Nel 2018 l’impresa 4.0 avrà ancor più bisogno di manager esperti di innovazione per essere competitiva.
Il nostro sistema produttivo, infatti, è costituito soltanto per il 20% da imprese che si sono già dotate di un modello organizzativo in grado di produrre valore nella catena globale, esportando e innovando. La maggioranza è invece composta da alcuni (circa il 20%) che rischiano di rimanere esclusi dalla sfida competitiva nel mercato globale e da un più consistente gruppo di altri (e penso a quel 60% di Pmi più volte citato dal ministro Calenda) che sono tesi verso l’innovazione ma necessitano di essere sostenuti in questo percorso, coerentemente con l’ispirazione del piano “Impresa 4.0″ che premia le imprese che investono.
Per il rilancio della nostra manifattura è fondamentale che, accanto alle agevolazioni già esistenti per sostenere gli investimenti in macchinari, si favorisca l’inserimento in azienda di competenze qualificate.
Siamo tanto convinti di questo da aver predisposto una nota tecnica con le nostre proposte di intervento sulla Legge di Bilancio, che abbiamo già trasmesso ai parlamentari direttamente coinvolti nell’esame del testo.
Le nostre proposte consistono in una triade di misure, tutte percorribili e alternative tra loro, per agevolare l’inserimento di manager fortemente preparati sui temi della digital transformation con un impegno di finanza pubblica contenuto.
Si tratta di un pacchetto che stimiamo debba quotarsi almeno intorno ai 40 milioni di euro. Fondi che, se devoluti già nella prossima manovra, potrebbero essere sufficienti a rilanciare il sistema attraverso l’investimento su figure manageriali chiave.

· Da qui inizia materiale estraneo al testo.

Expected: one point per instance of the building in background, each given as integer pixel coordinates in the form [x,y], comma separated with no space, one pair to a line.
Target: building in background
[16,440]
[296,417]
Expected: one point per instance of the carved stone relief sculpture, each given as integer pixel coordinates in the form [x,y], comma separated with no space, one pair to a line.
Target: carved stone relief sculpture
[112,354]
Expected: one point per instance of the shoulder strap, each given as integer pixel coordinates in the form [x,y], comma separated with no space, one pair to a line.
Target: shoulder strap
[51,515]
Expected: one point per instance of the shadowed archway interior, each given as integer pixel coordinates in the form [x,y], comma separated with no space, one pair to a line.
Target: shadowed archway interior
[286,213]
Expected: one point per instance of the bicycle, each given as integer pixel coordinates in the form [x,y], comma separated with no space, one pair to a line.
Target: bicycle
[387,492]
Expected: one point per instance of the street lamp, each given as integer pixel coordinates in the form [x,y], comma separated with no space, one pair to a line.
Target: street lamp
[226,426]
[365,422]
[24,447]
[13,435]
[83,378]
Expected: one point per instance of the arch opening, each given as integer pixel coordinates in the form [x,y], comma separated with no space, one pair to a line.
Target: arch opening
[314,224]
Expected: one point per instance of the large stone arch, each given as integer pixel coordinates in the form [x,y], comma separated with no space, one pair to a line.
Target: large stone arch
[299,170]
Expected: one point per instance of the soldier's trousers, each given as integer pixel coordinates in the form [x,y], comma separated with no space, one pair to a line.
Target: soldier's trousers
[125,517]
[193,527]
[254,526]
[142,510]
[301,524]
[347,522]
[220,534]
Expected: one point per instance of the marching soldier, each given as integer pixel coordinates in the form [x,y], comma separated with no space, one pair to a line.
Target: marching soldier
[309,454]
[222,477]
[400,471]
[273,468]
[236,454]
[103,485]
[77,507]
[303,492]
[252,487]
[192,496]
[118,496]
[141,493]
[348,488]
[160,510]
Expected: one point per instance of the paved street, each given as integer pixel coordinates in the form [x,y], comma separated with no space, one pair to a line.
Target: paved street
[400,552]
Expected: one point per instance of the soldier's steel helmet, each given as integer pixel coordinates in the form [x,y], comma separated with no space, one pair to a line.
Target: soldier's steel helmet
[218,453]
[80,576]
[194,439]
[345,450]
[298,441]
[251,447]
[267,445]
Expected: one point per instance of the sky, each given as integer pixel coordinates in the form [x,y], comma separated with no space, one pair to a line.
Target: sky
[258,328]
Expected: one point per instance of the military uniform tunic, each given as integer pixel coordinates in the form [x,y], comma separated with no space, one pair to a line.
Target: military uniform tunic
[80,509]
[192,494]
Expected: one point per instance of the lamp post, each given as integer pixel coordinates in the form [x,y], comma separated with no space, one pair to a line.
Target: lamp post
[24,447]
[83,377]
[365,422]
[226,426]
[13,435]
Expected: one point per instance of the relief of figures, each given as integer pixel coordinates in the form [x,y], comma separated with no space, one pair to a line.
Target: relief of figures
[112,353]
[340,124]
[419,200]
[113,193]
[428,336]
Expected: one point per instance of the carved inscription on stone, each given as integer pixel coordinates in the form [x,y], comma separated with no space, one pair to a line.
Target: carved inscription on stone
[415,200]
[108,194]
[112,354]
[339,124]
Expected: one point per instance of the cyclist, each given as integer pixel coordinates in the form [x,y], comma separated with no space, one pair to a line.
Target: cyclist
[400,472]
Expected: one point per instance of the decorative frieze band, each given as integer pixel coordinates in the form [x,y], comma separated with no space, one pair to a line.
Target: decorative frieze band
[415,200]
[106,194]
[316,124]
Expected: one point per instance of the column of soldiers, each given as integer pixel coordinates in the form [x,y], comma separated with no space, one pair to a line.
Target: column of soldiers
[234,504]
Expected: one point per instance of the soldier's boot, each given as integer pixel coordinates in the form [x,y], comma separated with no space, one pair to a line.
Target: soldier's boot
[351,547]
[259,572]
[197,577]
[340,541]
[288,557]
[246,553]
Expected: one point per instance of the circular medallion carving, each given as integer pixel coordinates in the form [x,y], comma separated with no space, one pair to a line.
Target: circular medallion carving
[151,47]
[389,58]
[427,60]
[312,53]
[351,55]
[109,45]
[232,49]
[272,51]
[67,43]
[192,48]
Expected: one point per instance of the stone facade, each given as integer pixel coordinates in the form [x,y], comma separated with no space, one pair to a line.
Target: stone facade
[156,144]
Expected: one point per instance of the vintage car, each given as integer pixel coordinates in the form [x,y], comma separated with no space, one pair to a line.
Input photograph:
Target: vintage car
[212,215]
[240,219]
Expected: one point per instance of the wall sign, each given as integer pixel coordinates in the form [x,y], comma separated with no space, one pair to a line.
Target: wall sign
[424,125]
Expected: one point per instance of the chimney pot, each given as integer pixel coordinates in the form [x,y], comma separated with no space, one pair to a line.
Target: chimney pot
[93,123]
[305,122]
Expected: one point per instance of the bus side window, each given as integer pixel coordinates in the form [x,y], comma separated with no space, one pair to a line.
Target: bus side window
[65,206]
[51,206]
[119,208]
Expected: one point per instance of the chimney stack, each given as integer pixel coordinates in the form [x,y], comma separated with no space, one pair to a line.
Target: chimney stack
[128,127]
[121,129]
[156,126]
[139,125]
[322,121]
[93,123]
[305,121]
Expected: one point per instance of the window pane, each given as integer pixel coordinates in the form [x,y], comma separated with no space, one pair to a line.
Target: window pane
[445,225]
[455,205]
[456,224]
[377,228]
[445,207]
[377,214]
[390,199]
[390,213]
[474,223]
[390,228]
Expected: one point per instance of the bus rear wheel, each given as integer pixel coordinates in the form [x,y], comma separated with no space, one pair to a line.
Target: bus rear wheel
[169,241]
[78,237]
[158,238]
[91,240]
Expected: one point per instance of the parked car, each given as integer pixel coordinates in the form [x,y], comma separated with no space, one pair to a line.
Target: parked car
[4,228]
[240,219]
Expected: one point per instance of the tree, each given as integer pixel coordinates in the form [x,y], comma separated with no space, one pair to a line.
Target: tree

Una prima ipotesi di agevolazione consiste nel conferimento alle imprese di un contributo a fondo perduto sotto forma di voucher per l’acquisizione di servizi manageriali per l’innovazione. Il meccanismo che abbiamo proposto è in tutto analogo a quello introdotto nel 2015 – e recentemente rinnovato – con cui il Mise ha stabilito ambito e finalità dell’incentivazione a sostegno dell’internazionalizzazione delle Pmi, attraverso la figura del Temporary Export Manager.
La seconda ipotesi propone un credito d’imposta sulle nuove assunzioni di innovation manager. Tale misura potrebbe strutturarsi in analogia al credito d’imposta sui beni strumentali nuovi che è in vigore e dovrebbe privilegiare profili le cui competenze siano state precedentemente certificate.
Terzo, abbiamo suggerito una forma di decontribuzione degli oneri previdenziali per le PMI che assumono personale con qualifica dirigenziale in stato di disoccupazione con un profilo orientato all’innovazione delle piccole e medie imprese, anche sotto forma di Temporary Management, con precedenza per chi dispone di certificazione delle competenze manageriali. In sostanza tale misura replicherebbe il meccanismo di incentivazione alle piccole e medie imprese già previsto dalla cosiddetta “Legge Bersani”, che dal 2012 non viene più finanziato, per il sostegno alla ricollocazione dei manager in stato di disoccupazione.
Chiaro è che il tema della formazione manageriale si pone trasversalmente rispetto a tutte e tre le ipotesi di intervento. Una formazione che deve essere rivolta non solo a rafforzare le competenze digitali, ma anche a strutturare quelle “soft skills” che sono essenziali per governare i nuovi modelli aziendali e i nuovi processi produttivi.
La legge di Bilancio 2018 è dunque l’occasione da non mancare per far decollare il piano Lavoro 4.0. Non è troppo tardi per correggere il tiro e assicurare quantomeno che il credito di imposta per le aziende che attivano programmi formativi sui temi della Quarta rivoluzione industriale resti alla soglia prevista del 50%.
Veder scendere quella percentuale, come pur sembra possibile, renderebbe la misura troppo flebile per essere intercettata da quella stragrande maggioranza di imprese di cui ho detto all’inizio e che rappresentano l’ossatura del nostro tessuto produttivo.